We introduce and analyze a method of learning-informed parameter identification for partial differential equations (PDEs) in an all-at-once framework. The underlying PDE model is formulated in a rather general setting with three unknowns: physical parameter, state and nonlinearity. Inspired by advances in machine learning, we approximate the nonlinearity via a neural network, whose parameters are learned from measurement data.

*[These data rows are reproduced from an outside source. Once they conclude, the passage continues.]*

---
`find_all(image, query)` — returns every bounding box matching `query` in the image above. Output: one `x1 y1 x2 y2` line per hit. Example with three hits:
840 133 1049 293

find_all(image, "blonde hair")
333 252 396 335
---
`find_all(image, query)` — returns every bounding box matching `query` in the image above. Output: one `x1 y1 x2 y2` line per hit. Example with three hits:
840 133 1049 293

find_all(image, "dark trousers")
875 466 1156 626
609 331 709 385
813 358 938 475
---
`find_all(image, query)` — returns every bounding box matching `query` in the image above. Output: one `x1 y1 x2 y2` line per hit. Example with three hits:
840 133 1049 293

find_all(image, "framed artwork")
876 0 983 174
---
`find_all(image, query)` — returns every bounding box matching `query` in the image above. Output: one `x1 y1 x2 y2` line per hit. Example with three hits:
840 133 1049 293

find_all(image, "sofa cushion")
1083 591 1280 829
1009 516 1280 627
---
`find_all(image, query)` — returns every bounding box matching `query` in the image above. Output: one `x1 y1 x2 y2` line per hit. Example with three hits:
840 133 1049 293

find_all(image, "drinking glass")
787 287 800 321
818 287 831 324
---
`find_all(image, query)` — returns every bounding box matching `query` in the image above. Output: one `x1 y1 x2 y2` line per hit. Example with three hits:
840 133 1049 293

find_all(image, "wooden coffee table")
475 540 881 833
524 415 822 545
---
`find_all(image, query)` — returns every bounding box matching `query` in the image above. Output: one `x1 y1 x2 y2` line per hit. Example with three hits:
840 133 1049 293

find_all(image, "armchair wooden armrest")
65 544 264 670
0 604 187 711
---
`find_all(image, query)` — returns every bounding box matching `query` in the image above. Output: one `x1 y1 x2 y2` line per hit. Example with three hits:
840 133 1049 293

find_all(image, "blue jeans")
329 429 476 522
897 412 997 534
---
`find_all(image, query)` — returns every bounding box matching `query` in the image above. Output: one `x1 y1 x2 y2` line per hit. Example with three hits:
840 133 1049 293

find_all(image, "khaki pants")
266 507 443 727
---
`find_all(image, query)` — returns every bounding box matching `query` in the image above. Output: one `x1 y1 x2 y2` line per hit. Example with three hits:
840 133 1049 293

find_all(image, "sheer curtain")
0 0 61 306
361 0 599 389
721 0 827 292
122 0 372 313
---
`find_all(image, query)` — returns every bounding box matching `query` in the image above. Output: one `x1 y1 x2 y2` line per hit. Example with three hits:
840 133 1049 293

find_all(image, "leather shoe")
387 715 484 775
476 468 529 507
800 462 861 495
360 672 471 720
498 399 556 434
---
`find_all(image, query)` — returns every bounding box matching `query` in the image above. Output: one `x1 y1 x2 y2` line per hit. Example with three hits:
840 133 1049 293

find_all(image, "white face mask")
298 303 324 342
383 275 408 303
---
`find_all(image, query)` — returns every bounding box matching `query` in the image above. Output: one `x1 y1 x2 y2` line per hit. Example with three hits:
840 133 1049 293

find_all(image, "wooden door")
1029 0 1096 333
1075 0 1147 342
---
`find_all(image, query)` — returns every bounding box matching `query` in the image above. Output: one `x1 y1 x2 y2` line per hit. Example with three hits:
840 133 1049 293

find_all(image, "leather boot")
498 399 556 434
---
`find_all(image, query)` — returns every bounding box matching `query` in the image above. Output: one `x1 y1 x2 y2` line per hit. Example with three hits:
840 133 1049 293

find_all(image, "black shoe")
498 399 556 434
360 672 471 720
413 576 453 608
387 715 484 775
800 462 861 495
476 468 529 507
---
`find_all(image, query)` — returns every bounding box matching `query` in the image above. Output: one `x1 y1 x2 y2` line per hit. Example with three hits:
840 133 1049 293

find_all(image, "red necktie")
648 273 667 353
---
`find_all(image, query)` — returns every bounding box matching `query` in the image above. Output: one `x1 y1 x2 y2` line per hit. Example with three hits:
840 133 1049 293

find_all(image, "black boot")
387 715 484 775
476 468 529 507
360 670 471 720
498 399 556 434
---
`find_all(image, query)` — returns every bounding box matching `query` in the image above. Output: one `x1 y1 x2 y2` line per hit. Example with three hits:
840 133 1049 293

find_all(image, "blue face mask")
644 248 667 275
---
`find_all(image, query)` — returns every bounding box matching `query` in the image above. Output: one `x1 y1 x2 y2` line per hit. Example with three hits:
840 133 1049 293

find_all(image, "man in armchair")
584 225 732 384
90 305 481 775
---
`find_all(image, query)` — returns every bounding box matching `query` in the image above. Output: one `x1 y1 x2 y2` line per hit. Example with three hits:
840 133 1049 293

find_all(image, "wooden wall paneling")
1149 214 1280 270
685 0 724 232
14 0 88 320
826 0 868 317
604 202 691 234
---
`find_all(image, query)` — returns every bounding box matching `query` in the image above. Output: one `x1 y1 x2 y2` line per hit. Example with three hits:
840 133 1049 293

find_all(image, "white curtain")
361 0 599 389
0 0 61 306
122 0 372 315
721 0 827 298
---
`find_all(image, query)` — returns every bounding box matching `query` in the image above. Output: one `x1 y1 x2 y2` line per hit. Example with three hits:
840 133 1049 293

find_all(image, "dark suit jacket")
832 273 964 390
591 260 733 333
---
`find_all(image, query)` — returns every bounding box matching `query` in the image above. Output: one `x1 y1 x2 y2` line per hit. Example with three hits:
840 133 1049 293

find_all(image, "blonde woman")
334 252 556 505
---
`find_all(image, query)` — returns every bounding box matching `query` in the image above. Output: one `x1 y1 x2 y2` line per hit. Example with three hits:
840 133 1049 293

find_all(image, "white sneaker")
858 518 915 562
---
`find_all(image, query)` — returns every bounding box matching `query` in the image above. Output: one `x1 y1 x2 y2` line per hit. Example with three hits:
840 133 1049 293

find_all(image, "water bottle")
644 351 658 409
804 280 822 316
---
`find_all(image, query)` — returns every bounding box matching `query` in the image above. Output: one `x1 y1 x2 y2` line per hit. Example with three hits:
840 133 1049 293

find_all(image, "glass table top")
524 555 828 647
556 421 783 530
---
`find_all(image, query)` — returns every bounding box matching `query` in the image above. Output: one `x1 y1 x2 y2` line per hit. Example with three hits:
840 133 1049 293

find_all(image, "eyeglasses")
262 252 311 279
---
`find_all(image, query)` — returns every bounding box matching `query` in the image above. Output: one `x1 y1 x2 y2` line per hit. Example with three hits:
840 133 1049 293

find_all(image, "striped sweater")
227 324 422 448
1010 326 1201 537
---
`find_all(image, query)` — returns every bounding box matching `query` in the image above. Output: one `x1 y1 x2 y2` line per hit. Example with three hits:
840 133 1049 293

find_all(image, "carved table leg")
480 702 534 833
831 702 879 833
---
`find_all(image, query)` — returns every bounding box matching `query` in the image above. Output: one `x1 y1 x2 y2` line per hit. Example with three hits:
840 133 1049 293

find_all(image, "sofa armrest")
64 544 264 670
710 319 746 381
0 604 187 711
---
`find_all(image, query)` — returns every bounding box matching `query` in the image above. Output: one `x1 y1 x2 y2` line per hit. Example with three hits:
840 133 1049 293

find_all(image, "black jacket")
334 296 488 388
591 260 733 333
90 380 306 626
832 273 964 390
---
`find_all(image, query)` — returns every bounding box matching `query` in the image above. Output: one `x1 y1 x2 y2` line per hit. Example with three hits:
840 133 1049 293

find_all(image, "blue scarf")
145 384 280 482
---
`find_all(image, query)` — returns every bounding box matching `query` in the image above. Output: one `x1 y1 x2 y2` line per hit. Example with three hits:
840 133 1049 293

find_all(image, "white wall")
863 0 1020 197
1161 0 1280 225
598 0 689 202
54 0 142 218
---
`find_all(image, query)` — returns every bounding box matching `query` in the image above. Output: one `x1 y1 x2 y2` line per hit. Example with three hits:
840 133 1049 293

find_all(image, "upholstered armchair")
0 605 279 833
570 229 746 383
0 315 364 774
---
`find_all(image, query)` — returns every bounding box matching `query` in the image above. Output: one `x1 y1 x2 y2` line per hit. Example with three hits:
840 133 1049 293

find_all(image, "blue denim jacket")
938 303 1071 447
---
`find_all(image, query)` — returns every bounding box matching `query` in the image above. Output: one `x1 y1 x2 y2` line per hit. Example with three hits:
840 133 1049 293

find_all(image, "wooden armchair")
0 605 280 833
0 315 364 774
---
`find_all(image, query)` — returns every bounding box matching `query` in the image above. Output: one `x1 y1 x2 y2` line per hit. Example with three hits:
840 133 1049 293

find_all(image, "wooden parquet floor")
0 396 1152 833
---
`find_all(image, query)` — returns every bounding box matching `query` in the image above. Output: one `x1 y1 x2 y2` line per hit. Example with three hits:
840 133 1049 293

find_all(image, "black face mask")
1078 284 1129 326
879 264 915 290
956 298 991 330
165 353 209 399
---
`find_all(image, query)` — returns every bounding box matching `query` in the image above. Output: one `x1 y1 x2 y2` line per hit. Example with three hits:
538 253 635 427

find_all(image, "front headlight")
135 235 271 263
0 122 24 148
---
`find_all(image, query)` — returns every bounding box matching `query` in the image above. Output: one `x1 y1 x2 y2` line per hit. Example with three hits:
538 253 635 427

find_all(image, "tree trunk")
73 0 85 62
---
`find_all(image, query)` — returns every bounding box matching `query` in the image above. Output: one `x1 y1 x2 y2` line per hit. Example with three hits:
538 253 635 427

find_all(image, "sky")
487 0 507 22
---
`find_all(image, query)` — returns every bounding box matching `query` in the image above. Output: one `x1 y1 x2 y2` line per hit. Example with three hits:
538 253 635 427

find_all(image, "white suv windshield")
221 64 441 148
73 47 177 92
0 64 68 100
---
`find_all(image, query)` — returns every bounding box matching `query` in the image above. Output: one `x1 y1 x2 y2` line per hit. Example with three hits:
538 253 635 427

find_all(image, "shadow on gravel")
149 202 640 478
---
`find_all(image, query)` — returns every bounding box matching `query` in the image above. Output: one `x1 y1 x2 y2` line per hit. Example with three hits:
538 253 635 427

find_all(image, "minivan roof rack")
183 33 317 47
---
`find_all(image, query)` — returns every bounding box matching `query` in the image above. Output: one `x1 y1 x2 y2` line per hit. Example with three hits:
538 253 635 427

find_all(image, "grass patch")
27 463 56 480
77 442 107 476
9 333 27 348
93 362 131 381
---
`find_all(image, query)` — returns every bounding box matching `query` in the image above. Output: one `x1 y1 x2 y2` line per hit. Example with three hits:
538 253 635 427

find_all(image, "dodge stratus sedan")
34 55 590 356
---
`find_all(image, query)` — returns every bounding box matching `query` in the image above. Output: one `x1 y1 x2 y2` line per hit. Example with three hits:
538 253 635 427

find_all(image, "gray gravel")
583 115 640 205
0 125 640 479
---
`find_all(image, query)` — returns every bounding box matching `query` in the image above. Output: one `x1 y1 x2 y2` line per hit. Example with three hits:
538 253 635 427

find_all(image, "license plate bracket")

The latter is assumed to be given as noisy observations of the unknown state, and both the state and the physical parameters are identified simultaneously with the parameters of the neural network. Moreover, diverging from the classical approach, the proposed all-at-once setting avoids constructing the parameter-to-state map by explicitly handling the state as additional variable. The practical feasibility of the proposed method is confirmed with experiments using two different algorithmic settings: A function-space algorithm based on analytic adjoints as well as a purely discretized setting using standard machine learning algorithms.

我们介绍并分析了一种在一次性框架中学习偏微分方程（PDE）参数识别的方法。底层偏微分方程模型是在一个相当通用的环境中制定的，具有三个未知数：物理参数、状态和非线性。受机器学习进步的启发，我们通过神经网络近似非线性，其参数是从测量数据中学习的。假设后者是对未知状态的噪声观测，并且状态和物理参数都与神经网络的参数同时识别。此外，与经典方法不同，所提出的一次性设置通过显式地将状态处理为附加变量来避免构造参数到状态映射。